This project develops an audio-visual person recognition system that combines audio and visual cues to overcome challenges like occlusion and background noise. By using advanced embedding extraction models, it improves accuracy and addresses the identification of multiple individuals with obscured or side-viewed faces in a single video. This novel approach enhances the reliability of audio-visual person recognition in complex scenarios
I have used facenet model for face embedding extraction and pyannote model for audio embedding extraction. Both embeddings are fused with weighted average method to get more accurate speaker recognition. This method is specifically useful for person recognition when single modality is noisy e.g. occluded face images etc. VIDTIMIT dataset is used for testing.

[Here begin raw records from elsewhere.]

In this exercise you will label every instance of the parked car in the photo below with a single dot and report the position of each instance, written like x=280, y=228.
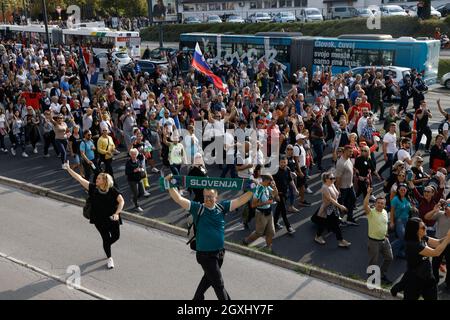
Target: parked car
x=235, y=19
x=162, y=53
x=409, y=9
x=344, y=12
x=397, y=73
x=365, y=13
x=122, y=57
x=444, y=9
x=284, y=17
x=392, y=10
x=145, y=66
x=433, y=12
x=310, y=14
x=192, y=20
x=214, y=18
x=259, y=17
x=445, y=80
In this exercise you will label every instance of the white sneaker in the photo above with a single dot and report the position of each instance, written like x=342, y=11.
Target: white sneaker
x=110, y=263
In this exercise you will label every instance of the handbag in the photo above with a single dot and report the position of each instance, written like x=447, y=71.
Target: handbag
x=142, y=174
x=87, y=209
x=332, y=210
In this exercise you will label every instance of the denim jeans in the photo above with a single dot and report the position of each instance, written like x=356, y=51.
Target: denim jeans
x=387, y=165
x=62, y=147
x=348, y=199
x=398, y=245
x=211, y=263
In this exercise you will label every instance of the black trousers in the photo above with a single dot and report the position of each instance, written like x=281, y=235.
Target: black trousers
x=108, y=165
x=49, y=138
x=281, y=210
x=437, y=262
x=331, y=222
x=416, y=287
x=88, y=171
x=428, y=134
x=137, y=189
x=211, y=263
x=110, y=233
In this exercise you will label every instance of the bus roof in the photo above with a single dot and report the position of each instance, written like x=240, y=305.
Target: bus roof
x=27, y=28
x=365, y=36
x=291, y=35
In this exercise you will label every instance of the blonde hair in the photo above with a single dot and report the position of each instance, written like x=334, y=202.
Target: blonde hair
x=109, y=180
x=133, y=150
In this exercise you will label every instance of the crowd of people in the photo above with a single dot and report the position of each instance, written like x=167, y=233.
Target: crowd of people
x=155, y=119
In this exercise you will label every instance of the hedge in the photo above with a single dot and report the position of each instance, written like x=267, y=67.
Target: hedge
x=396, y=26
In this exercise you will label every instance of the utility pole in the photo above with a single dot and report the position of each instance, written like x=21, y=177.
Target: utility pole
x=44, y=7
x=3, y=11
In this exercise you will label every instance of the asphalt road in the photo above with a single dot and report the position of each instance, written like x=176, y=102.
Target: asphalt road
x=20, y=283
x=299, y=247
x=150, y=264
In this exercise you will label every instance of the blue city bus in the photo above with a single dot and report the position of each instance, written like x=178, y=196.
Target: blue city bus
x=229, y=47
x=342, y=53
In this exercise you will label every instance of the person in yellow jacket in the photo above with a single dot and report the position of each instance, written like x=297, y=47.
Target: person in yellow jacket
x=105, y=149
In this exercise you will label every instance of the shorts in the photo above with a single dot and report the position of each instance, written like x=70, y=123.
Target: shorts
x=76, y=159
x=301, y=181
x=264, y=224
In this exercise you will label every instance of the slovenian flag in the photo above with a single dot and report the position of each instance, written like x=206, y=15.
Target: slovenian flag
x=199, y=63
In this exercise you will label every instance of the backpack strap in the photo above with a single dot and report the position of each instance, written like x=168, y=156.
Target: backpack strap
x=194, y=224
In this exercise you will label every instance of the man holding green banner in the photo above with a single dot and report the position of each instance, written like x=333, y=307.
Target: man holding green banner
x=210, y=231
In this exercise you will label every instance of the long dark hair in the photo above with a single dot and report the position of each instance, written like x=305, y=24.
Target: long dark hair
x=411, y=229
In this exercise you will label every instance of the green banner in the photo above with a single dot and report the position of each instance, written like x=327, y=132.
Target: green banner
x=205, y=183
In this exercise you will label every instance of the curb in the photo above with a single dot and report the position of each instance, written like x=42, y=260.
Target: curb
x=308, y=270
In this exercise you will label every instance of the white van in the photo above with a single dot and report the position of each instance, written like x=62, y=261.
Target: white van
x=310, y=14
x=343, y=12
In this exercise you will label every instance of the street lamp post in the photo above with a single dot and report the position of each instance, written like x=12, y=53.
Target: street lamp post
x=44, y=7
x=3, y=11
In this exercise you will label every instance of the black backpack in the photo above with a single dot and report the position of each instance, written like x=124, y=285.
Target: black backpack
x=441, y=126
x=192, y=242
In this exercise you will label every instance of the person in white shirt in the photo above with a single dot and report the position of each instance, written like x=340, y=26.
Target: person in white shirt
x=389, y=148
x=87, y=119
x=166, y=119
x=55, y=106
x=403, y=153
x=362, y=123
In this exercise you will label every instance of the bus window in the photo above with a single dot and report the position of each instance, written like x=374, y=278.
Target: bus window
x=282, y=54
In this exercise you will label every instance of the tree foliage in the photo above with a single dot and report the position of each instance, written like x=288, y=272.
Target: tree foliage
x=92, y=8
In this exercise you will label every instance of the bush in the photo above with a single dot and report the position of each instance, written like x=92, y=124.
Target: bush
x=395, y=26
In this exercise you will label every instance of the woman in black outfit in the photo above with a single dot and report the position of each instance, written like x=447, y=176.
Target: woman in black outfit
x=419, y=279
x=106, y=204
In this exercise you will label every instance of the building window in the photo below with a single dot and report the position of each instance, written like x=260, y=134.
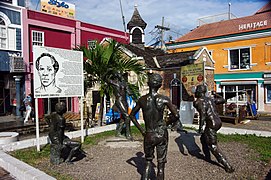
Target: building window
x=3, y=34
x=92, y=44
x=241, y=93
x=239, y=58
x=268, y=93
x=37, y=38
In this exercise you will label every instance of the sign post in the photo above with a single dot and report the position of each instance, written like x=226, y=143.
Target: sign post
x=57, y=73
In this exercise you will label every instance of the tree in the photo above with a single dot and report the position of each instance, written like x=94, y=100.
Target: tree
x=101, y=63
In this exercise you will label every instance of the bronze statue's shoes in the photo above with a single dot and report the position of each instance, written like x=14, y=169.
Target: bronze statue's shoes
x=229, y=169
x=130, y=138
x=120, y=135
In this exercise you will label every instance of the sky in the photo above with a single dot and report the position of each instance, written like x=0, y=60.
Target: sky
x=180, y=16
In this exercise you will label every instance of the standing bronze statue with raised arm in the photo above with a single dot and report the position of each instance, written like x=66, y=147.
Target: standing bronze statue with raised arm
x=155, y=134
x=59, y=142
x=121, y=90
x=206, y=107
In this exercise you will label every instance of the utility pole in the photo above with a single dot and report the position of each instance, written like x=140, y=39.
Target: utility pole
x=229, y=13
x=123, y=20
x=162, y=29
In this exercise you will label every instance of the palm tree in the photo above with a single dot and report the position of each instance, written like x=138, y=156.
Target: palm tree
x=103, y=61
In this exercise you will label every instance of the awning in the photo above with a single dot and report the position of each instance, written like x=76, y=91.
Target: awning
x=223, y=83
x=229, y=95
x=267, y=82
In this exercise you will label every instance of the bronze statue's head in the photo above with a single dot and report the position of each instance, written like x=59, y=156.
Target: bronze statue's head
x=155, y=80
x=61, y=108
x=200, y=91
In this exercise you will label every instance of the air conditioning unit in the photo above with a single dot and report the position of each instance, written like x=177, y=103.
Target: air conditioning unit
x=17, y=64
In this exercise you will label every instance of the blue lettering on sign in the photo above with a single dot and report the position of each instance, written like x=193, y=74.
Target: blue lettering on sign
x=58, y=4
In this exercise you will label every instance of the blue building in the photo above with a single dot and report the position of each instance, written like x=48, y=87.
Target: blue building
x=12, y=67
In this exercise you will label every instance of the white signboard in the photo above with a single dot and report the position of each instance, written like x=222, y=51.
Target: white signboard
x=57, y=72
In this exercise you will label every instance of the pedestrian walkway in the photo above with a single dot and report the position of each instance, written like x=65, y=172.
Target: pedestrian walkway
x=19, y=168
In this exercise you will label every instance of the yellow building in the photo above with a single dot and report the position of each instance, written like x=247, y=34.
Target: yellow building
x=241, y=49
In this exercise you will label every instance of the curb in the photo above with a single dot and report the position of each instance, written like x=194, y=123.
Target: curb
x=23, y=171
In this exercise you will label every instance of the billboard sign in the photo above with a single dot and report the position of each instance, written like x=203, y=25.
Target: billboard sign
x=191, y=76
x=59, y=8
x=57, y=72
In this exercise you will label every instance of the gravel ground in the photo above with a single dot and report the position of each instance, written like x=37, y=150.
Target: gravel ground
x=127, y=163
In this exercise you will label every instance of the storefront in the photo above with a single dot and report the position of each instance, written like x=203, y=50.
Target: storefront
x=241, y=88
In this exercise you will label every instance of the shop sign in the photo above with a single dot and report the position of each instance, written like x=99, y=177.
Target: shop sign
x=58, y=7
x=252, y=25
x=267, y=75
x=7, y=1
x=191, y=76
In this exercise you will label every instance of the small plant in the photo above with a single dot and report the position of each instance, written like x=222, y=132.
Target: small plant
x=259, y=144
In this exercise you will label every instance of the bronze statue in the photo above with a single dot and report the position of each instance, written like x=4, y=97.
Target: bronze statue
x=206, y=106
x=156, y=134
x=120, y=92
x=59, y=142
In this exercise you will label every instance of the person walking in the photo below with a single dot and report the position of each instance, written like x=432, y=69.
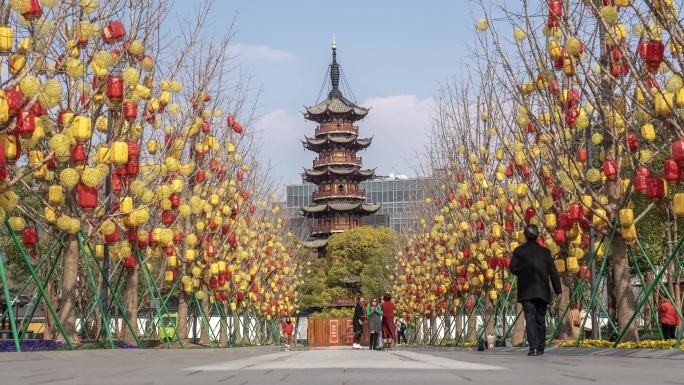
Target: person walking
x=389, y=331
x=533, y=265
x=374, y=314
x=669, y=319
x=358, y=321
x=381, y=344
x=288, y=330
x=401, y=328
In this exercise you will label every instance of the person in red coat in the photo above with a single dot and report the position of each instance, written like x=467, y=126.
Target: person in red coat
x=389, y=333
x=669, y=319
x=288, y=330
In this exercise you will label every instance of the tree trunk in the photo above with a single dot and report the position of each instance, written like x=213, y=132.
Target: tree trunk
x=519, y=326
x=565, y=329
x=204, y=337
x=131, y=303
x=488, y=316
x=649, y=322
x=622, y=288
x=223, y=333
x=472, y=325
x=67, y=313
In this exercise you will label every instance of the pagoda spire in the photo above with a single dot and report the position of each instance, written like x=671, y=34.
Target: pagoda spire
x=335, y=71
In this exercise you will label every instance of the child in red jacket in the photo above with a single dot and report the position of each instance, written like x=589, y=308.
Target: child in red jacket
x=669, y=319
x=288, y=330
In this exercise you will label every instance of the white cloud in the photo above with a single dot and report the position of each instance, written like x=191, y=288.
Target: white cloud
x=262, y=52
x=397, y=124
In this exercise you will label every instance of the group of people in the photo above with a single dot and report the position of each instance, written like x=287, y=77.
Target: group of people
x=379, y=315
x=534, y=267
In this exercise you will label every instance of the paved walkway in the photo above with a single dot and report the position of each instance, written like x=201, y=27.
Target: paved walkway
x=267, y=365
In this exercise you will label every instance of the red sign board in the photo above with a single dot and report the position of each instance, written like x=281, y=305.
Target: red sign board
x=334, y=331
x=350, y=331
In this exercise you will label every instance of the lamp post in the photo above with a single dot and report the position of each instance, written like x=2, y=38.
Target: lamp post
x=108, y=206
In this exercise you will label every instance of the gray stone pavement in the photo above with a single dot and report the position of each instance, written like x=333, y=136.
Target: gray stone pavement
x=269, y=365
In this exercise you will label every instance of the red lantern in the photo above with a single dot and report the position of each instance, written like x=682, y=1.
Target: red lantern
x=671, y=172
x=26, y=124
x=654, y=55
x=129, y=262
x=130, y=110
x=610, y=169
x=576, y=213
x=559, y=236
x=678, y=152
x=113, y=32
x=29, y=237
x=657, y=188
x=34, y=11
x=115, y=88
x=641, y=179
x=114, y=236
x=87, y=197
x=168, y=217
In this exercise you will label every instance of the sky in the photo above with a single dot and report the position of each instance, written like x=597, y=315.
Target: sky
x=394, y=55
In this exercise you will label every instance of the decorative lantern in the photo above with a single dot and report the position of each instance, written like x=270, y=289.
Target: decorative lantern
x=6, y=40
x=671, y=172
x=641, y=179
x=559, y=236
x=78, y=154
x=113, y=32
x=29, y=237
x=610, y=169
x=115, y=89
x=119, y=153
x=87, y=197
x=657, y=189
x=129, y=262
x=130, y=110
x=576, y=212
x=26, y=124
x=34, y=11
x=679, y=206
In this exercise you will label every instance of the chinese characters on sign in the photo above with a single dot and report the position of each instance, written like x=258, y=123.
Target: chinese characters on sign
x=334, y=333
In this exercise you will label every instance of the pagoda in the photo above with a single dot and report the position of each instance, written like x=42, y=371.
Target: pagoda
x=338, y=203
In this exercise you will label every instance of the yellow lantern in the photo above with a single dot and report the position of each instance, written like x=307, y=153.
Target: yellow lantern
x=626, y=218
x=560, y=265
x=663, y=103
x=598, y=221
x=82, y=129
x=55, y=195
x=119, y=153
x=679, y=205
x=6, y=40
x=629, y=233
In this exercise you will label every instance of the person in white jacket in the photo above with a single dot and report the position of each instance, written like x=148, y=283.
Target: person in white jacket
x=587, y=324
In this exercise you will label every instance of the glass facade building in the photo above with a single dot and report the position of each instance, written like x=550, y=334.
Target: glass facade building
x=398, y=196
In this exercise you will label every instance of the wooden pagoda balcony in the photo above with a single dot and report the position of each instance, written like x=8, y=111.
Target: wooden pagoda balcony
x=357, y=161
x=339, y=193
x=332, y=227
x=337, y=127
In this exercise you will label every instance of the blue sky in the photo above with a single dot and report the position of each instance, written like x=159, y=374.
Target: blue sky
x=393, y=53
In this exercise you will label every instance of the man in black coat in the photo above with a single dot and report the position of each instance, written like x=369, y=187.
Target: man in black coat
x=533, y=265
x=358, y=321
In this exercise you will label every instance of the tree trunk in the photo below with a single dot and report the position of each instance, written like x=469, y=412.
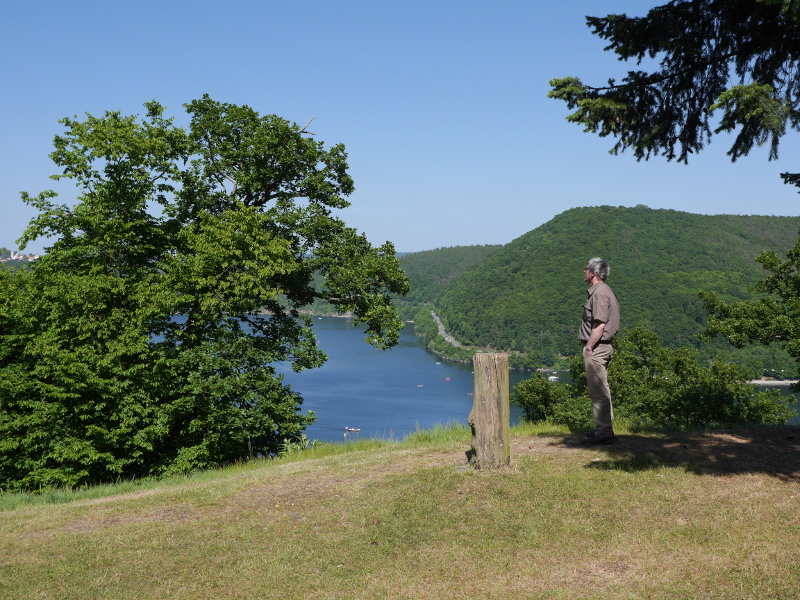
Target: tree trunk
x=491, y=412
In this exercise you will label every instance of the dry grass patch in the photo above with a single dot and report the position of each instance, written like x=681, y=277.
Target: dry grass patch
x=709, y=515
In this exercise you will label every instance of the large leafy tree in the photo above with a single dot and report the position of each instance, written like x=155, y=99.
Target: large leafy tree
x=739, y=59
x=145, y=341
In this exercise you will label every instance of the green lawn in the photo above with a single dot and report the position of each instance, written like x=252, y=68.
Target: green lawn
x=679, y=515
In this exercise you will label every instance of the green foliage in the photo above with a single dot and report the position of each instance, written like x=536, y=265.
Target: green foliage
x=706, y=50
x=775, y=317
x=526, y=297
x=426, y=327
x=537, y=396
x=737, y=56
x=657, y=386
x=144, y=342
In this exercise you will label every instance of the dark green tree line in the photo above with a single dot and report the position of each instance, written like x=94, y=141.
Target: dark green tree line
x=737, y=59
x=145, y=341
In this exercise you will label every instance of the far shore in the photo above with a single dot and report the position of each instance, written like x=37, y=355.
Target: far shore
x=773, y=381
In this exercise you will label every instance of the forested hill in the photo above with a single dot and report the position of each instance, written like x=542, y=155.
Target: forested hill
x=431, y=271
x=528, y=295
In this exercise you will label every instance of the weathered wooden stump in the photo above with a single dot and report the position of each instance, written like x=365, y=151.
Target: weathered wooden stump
x=491, y=412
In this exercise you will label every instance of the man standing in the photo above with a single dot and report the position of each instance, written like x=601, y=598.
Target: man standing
x=599, y=326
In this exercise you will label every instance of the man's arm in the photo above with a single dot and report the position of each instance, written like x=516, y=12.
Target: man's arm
x=594, y=338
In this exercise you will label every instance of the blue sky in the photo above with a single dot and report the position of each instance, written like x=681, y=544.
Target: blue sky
x=441, y=104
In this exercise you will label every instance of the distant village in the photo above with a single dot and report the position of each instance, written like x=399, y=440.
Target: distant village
x=9, y=255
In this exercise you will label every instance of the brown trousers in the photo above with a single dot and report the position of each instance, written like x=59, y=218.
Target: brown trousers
x=599, y=393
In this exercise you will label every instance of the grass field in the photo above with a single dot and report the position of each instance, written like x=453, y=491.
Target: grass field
x=669, y=516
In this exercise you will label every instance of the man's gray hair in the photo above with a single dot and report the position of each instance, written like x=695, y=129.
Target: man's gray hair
x=599, y=266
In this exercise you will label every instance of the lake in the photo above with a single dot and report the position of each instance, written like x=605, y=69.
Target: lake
x=385, y=394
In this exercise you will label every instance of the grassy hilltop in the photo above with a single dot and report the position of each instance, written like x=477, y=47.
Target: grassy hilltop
x=670, y=516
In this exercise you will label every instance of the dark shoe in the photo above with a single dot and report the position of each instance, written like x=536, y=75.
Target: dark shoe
x=596, y=441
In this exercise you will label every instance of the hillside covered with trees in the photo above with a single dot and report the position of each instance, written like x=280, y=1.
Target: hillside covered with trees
x=526, y=296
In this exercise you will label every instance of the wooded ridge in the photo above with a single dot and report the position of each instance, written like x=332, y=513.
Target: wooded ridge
x=526, y=296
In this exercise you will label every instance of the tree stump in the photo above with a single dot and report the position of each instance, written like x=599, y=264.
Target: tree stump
x=491, y=412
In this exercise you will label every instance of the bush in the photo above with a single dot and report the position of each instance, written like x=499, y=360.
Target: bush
x=656, y=386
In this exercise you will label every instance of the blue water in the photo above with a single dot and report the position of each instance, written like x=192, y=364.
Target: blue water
x=385, y=394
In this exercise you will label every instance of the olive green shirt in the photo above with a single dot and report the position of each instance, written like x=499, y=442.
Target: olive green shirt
x=601, y=306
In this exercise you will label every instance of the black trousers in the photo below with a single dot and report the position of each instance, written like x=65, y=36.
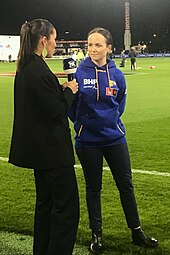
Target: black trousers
x=118, y=160
x=56, y=211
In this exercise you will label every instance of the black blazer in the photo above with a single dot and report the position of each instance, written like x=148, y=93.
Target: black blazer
x=41, y=136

Model | Data | Accuracy on VIDTIMIT |
---|---|---|
Audio STOA | Clean voice | 100% |
Audio STOA | Noisy voice | 91% |
Video STOA | front face | 100% |
Video STOA | Side face | 93% |
AV STOA | VoxCeleb | 97% |
AV using Single Embedding | Noisy voice | 95% |
AV using Multi Embedding | Noisy voice | 100% |
http://cvlab.cse.msu.edu/project-dr-gan.html
https://ieeexplore.ieee.org/stamp/stamp.jsp?tp=arnumber=9350195
- Explore audio diarisation techniques to address the challenge of simultaneous speech by multiple individuals in the video, enabling more accurate identification in complex audio-visual scenarios.
- Incorporate lips movement as an additional modality, leveraging advanced techniques such as lip reading or lip motion analysis, to enhance the robustness and accuracy of the system, especially in scenarios with low-quality or compromised audio.